Es una leyenda muy difundida que las pulgas tienden a alojarse mayoritariamente en perros. Se sostiene que un hombre, caminando a buen paso, puede recorrer entre cinco y seis kilómetros en una hora. Y que una pulga, si se aplica lo suficiente, puede recorrer en ese mismo tiempo entre cinco y seis perros. No deja de ser una semejanza, pero todo eso no está científicamente demostrado. Las pulgas se alojan donde pueden. Incluso en el circo, donde jamás han sido vistas pero ¿quién no ha oído hablar de los famosos circos de pulgas de hace unas cuantas décadas?
¿Tiene esta negra y ridícula historia pulguienta algo que ver con Leo Messi? Pues no. Nada en absoluto. El único motivo para asociar al futbolista argentino con semejante bichejo es el tamaño que Leo tenía de niño, francamente escaso para su edad.
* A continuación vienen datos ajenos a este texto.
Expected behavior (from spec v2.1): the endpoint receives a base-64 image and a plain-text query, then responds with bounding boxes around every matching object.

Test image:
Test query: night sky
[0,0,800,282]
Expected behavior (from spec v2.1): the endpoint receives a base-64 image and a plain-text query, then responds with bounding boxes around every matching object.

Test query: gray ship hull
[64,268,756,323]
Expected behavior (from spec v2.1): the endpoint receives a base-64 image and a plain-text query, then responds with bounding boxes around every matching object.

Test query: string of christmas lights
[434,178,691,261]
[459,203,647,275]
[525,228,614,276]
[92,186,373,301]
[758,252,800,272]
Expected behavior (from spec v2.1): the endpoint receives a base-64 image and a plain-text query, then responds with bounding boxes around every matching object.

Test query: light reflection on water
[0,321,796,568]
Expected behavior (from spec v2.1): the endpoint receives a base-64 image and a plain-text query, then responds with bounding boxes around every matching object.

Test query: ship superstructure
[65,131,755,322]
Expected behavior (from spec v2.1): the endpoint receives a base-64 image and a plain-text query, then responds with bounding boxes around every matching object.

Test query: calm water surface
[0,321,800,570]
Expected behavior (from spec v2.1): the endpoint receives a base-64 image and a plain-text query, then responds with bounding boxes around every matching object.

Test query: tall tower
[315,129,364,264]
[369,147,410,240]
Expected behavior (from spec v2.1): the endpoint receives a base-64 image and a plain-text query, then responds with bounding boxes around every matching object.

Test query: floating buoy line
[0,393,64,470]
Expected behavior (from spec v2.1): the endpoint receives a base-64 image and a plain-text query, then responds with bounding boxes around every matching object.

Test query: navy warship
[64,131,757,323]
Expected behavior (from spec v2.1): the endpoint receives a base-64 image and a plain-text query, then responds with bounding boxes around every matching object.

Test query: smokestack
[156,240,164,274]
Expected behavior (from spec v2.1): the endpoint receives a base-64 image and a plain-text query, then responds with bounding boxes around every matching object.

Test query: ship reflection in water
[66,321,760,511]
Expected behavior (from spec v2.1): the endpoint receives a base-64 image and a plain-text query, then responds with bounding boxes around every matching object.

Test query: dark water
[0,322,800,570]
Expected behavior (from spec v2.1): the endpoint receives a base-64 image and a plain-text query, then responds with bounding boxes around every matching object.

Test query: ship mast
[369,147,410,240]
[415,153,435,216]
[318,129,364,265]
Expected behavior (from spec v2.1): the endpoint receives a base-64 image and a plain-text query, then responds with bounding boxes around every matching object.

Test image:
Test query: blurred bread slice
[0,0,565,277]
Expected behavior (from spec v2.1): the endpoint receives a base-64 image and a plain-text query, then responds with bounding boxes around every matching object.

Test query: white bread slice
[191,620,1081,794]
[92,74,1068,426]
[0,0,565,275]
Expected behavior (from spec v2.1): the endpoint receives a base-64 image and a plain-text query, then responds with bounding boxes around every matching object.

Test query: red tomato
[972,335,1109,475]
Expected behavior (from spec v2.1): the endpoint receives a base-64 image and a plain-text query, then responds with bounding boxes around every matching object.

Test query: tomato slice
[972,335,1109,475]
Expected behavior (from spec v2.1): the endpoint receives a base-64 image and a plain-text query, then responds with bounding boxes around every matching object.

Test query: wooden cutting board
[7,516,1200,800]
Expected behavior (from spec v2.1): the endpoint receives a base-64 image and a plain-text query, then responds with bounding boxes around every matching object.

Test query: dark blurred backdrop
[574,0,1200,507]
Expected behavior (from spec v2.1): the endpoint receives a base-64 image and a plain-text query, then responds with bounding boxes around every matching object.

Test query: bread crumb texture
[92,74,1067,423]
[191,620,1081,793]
Por eso le llamaban así, Pulga, Pulguita. Y hay que concluir, al ver cómo juega, que también lo asemeja a la pulga su asombrosa velocidad, que hace parecer que está en varios sitios a la vez, de lo rápido que se mueve. Como las pulgas.
Es posible que Leo Messi esté haciendo, seguramente sin pretenderlo, mucho por la recuperación del prestigio internacional de las pulgas, sobre todo después de su canonización qatarí. Prestigio muy merecidamente escaso, vaya eso por delante.